明雀从容的声音很快响起:“回禀公主,督主说青之姐姐令公主受伤,行事粗糙,不宜留在公主身边贴身伺候,将她派去别处当差了。”
宁妍皱眉看着自己胸口的淤青,微微渗出血色了。
“那他就没有再派个人过来?”
这个心机太监莫不是想把长宁宫的换一遍血?
宁妍忽然福至心灵:“明雀,你来本宫这儿之前,是在何处当差?”
“回公主,奴婢原先在浣衣局做事。”
宁妍撇撇嘴,好吧,不是东缉事厂的人。至少明面上不是。
看来她得培养些自己的人手了。
杜公公闹得这一出出的,让她心中本就不多的安全感更加少了。
“你去外头瞧瞧,静云怎么还没把水打来?”
“是。”
……
乾清宫。
威严肃穆的殿里只听见小女孩儿哭哭啼啼的啜泣声。
“我、我见皇姐要将我扔进池塘……心中害怕极了……就拿头上的步摇……”
“你撒谎!”
宁瑾瑜去长宁宫的半道上被福公公拦住,说皇上传召。
担心皇姐又受罚,他只得先过来解释。
才进殿门,便听见这番颠倒是非黑白的言论,气愤不过,尚未同殿上坐着的人请安,一连串指控就脱口而出。

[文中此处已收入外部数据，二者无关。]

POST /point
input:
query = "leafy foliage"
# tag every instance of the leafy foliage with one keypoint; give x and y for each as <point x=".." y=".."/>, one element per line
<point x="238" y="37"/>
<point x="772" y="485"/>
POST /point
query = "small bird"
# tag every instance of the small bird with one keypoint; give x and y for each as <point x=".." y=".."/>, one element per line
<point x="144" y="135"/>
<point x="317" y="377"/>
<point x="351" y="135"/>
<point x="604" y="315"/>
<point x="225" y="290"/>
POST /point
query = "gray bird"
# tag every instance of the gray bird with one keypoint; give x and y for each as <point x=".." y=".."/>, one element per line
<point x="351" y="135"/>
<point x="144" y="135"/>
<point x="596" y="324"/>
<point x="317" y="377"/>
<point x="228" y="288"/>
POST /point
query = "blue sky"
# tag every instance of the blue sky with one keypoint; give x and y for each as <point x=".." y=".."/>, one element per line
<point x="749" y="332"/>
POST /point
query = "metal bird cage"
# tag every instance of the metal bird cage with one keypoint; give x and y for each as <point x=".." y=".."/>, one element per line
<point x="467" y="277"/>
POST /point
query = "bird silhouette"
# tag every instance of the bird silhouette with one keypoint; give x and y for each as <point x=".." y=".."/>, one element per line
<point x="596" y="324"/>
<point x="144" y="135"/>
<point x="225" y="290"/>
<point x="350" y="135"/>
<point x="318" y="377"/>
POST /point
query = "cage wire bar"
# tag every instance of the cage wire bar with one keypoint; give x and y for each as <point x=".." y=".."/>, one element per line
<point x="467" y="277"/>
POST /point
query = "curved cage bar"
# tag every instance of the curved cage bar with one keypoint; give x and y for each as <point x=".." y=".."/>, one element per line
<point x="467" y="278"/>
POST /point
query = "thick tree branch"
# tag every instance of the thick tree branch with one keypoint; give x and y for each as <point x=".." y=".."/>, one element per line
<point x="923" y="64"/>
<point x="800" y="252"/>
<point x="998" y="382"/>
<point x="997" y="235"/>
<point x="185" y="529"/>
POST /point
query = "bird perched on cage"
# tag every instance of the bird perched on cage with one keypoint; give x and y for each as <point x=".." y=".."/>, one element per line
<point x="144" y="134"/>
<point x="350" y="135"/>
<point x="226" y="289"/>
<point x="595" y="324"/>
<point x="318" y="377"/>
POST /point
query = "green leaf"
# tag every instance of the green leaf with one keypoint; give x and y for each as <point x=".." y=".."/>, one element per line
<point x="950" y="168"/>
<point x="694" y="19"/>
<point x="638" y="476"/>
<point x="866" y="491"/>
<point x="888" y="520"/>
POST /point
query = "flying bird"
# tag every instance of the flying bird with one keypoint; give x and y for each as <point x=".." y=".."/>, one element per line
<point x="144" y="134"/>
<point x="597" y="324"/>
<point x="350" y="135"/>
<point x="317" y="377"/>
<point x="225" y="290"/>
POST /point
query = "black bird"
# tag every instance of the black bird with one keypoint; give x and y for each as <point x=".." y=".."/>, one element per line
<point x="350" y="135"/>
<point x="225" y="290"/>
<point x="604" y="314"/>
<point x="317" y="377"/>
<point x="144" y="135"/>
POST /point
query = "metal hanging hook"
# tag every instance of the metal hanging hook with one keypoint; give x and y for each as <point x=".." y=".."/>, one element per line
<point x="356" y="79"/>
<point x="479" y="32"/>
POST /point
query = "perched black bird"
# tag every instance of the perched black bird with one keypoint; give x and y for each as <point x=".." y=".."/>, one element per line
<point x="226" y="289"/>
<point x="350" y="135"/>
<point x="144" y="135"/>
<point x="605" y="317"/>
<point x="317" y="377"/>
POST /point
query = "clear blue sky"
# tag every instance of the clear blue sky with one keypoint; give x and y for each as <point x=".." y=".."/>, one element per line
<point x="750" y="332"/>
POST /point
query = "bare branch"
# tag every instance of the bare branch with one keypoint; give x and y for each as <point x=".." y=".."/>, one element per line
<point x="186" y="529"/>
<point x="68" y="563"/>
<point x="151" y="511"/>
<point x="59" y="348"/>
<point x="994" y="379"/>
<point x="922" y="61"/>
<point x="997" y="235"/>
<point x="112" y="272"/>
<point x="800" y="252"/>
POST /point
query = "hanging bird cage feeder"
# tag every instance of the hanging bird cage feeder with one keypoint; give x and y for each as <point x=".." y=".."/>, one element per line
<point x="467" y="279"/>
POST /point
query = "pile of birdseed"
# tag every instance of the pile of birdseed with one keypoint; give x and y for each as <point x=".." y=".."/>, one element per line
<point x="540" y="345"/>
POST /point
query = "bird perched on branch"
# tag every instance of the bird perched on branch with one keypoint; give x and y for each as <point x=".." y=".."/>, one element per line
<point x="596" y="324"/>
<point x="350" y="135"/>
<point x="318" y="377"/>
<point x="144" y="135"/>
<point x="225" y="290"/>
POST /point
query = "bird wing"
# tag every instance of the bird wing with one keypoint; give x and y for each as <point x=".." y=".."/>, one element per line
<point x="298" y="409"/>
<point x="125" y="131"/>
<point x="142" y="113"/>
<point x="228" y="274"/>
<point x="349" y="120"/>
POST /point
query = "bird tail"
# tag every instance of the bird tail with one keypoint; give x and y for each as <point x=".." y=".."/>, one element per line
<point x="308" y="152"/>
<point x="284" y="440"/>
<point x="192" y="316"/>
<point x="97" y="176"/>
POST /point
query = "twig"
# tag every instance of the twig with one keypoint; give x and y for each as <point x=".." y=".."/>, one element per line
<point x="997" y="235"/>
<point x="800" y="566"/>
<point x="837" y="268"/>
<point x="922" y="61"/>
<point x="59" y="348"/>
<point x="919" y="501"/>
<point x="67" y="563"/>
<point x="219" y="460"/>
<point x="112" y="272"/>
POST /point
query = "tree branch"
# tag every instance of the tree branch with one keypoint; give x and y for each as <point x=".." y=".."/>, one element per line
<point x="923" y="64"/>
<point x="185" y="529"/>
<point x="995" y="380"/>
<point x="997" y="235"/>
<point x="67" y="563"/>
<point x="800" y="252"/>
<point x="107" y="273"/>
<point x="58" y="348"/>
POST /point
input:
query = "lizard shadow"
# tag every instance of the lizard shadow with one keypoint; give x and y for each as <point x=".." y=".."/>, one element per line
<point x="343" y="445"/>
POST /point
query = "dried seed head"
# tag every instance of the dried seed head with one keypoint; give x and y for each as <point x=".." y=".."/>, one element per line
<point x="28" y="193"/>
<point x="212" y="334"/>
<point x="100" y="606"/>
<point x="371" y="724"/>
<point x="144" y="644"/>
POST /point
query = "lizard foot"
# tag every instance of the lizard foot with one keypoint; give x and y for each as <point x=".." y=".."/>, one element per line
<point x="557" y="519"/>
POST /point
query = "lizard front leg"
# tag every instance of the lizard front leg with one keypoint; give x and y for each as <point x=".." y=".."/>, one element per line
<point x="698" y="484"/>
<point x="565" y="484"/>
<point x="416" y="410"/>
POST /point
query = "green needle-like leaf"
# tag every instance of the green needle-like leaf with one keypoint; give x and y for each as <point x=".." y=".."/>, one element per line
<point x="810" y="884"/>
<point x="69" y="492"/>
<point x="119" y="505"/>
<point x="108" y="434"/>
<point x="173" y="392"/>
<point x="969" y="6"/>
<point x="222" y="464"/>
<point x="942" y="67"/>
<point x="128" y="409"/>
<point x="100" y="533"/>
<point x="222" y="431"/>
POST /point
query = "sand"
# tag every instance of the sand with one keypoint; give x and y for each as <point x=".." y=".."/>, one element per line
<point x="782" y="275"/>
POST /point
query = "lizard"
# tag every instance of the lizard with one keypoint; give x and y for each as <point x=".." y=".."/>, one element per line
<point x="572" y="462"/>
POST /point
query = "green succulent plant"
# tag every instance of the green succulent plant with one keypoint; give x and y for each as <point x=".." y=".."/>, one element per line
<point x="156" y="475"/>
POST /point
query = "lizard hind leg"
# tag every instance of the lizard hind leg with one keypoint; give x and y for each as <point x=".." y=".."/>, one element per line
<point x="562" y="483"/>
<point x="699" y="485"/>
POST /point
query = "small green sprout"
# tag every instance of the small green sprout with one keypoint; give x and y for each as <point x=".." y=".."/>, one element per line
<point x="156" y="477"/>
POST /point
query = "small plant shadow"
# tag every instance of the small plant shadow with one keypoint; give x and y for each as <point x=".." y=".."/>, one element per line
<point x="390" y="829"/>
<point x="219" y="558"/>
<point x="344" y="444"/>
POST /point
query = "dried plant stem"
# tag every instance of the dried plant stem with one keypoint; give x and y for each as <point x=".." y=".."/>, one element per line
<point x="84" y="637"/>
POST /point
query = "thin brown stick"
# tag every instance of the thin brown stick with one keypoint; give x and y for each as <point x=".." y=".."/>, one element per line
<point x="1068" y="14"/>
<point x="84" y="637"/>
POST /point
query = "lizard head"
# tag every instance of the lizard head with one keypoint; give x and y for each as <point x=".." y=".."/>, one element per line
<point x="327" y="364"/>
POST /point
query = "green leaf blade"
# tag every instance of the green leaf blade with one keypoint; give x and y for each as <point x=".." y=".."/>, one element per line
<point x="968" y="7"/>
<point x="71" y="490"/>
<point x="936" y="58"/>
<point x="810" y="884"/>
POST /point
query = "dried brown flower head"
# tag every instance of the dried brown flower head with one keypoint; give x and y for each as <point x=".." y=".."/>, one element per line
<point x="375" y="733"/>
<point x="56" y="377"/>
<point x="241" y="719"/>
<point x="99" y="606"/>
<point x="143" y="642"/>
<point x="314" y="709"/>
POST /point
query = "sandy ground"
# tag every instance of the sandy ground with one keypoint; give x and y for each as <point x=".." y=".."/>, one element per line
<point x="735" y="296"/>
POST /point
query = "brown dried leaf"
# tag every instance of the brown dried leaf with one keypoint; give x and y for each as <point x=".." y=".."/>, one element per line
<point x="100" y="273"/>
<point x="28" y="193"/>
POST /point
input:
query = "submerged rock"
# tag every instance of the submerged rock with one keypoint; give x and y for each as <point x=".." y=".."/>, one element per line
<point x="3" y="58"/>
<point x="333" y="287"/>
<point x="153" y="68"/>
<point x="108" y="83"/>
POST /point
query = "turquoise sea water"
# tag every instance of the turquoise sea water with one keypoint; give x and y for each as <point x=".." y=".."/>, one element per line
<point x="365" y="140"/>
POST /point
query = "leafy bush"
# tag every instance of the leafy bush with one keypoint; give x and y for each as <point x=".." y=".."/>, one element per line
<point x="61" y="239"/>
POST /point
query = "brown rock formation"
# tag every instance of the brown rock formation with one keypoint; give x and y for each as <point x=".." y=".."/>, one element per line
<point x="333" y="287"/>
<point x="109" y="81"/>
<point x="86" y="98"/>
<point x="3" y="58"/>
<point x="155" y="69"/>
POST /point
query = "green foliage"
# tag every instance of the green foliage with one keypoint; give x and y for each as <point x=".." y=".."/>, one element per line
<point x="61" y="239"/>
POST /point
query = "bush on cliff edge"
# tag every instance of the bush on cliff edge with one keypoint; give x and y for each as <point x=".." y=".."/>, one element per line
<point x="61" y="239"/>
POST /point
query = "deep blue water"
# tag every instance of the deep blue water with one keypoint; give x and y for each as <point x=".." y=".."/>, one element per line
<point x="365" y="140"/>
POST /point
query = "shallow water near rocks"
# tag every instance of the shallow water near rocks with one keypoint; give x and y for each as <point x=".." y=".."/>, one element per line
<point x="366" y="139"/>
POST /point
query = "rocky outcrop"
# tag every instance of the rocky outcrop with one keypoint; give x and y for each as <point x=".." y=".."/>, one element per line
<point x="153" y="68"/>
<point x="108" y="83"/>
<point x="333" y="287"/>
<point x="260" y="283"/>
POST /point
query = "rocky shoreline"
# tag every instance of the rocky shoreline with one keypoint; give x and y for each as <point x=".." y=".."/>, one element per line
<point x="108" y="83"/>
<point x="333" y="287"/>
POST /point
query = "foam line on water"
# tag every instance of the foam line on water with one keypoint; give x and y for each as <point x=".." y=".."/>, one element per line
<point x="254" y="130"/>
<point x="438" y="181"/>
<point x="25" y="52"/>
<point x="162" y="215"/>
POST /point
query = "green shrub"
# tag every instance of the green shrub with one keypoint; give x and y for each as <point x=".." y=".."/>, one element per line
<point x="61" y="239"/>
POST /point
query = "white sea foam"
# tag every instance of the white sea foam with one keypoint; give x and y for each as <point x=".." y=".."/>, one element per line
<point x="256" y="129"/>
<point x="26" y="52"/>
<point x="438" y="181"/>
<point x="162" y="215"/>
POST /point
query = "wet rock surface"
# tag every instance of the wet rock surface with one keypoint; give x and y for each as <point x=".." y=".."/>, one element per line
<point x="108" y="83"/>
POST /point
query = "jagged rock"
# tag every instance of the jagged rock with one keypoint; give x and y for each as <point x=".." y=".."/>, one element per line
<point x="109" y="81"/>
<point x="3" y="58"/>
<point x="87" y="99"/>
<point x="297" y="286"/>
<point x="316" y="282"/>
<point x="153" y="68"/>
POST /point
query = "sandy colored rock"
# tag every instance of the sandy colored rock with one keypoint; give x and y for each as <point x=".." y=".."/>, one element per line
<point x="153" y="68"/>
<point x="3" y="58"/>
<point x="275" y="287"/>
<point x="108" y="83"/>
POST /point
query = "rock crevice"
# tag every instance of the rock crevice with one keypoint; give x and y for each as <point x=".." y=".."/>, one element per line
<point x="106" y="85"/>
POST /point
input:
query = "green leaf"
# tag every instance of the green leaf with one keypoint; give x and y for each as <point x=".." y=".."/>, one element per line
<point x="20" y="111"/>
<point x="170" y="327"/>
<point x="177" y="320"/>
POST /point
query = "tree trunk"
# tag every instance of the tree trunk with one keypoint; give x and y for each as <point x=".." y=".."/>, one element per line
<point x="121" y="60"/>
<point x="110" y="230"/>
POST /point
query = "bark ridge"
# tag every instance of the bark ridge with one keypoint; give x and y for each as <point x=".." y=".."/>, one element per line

“分明是你先起歹心!皇姐不过是恐吓你几句,哪知你早早便将尖锐的步摇摘下藏在袖中,差点谋害了皇姐的性命!”
“瑾瑜——”
龙椅右侧的皇后出声:“还不向你父皇请安,不要失了规矩。”
宁瑾瑜本想继续辩驳,可一见洁贵妃娘娘端坐在左边,脸色十分不好。
又想起母后平日的教诲,只得遵从母意:
“是,儿臣知错,是儿臣莽撞了。”
他规规矩矩地行了礼:“儿臣给父皇和母后请安。”
“起来吧。”
望延帝抚了抚下颌上半长不短的胡须,示意宁瑾瑜起身。
天生威严的脸色稍稍和缓:“瑾瑜,你且说说御花园之事。
“是,父皇。”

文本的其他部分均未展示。